Ouch. I know I failed the test. While my mind wanted to say yes, I would show mercy, the Lord knew my heart, and He knew that exposure was the only way I would see it and allow Him to fix it. He told me it didn't really matter to Him how I measured up against another person. What really mattered to Him was how I measured up to Jesus.  God knows my deepest thoughts and intents, and knows me even better than I know myself.  All week, the Lord has continued to speak to me about His mercy and the transforming power of His love - for me and for others.  If I want to be like Jesus, I must allow Him to transform my heart and begin to love life's "victims" like Jesus did, without expectation of one single thing in return or even the hope of something in return even as a thought. 

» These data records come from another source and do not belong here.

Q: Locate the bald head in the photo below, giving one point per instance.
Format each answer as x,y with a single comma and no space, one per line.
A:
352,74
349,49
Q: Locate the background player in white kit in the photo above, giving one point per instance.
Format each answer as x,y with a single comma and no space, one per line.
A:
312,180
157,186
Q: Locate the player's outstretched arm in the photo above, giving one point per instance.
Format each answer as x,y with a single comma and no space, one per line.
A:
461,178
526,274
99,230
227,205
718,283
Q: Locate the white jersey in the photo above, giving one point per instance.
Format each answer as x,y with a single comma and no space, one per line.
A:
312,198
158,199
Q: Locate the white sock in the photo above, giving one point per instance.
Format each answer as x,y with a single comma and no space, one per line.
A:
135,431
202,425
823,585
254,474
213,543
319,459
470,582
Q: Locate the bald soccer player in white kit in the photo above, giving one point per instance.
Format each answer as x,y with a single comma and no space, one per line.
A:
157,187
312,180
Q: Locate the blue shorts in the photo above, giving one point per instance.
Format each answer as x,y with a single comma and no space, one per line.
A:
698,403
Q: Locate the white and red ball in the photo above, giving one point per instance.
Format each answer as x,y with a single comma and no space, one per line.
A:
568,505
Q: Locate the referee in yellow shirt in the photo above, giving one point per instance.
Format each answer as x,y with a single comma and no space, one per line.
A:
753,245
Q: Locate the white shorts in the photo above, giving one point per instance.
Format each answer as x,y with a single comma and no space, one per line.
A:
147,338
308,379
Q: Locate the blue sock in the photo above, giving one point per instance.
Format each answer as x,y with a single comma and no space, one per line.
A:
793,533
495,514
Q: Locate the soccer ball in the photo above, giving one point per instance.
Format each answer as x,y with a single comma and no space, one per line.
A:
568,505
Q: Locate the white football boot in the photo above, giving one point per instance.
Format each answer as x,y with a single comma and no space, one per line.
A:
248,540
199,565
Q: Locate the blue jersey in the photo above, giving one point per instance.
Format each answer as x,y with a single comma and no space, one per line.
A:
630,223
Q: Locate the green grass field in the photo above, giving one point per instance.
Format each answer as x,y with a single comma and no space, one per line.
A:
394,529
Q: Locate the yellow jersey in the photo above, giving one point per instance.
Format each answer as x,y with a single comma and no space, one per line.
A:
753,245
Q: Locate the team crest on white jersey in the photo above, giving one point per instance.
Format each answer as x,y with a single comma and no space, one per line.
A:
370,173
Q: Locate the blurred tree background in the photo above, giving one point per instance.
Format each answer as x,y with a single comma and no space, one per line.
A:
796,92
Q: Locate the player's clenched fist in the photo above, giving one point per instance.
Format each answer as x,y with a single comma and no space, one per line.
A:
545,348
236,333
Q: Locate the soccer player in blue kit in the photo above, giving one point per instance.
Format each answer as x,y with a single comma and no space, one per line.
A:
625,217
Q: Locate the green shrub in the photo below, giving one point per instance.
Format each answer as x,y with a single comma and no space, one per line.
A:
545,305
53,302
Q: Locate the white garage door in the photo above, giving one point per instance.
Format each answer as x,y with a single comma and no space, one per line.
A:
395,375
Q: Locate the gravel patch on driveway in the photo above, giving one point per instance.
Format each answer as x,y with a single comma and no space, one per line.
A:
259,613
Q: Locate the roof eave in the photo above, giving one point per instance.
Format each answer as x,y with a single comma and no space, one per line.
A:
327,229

That day, I sat in that little pew and began to come into agreement with the Lord about the condition of my heart.  I wept, asking Him to reveal His heart to me. Each day this week, He has continued to speak to me about this revelation of grace and mercy, and I find that I am seeking and desiring to be more aware of those who are hurting and in need around me.  While I may never find myself in the same position as the Good Samaritan, it is my desire to allow Jesus to so transform my heart and my life, that I am totally prepared to share His help and hope in compassionate acts of mercy at all times.  

Blessed are the merciful, because they will receive mercy - maybe not today, or tomorrow, or in this life on earth, but I know that when I step into eternity, Jesus, my Bridegroom, King and Judge, will pour out mercy on me because I have willingly poured out mercy to "the least of these".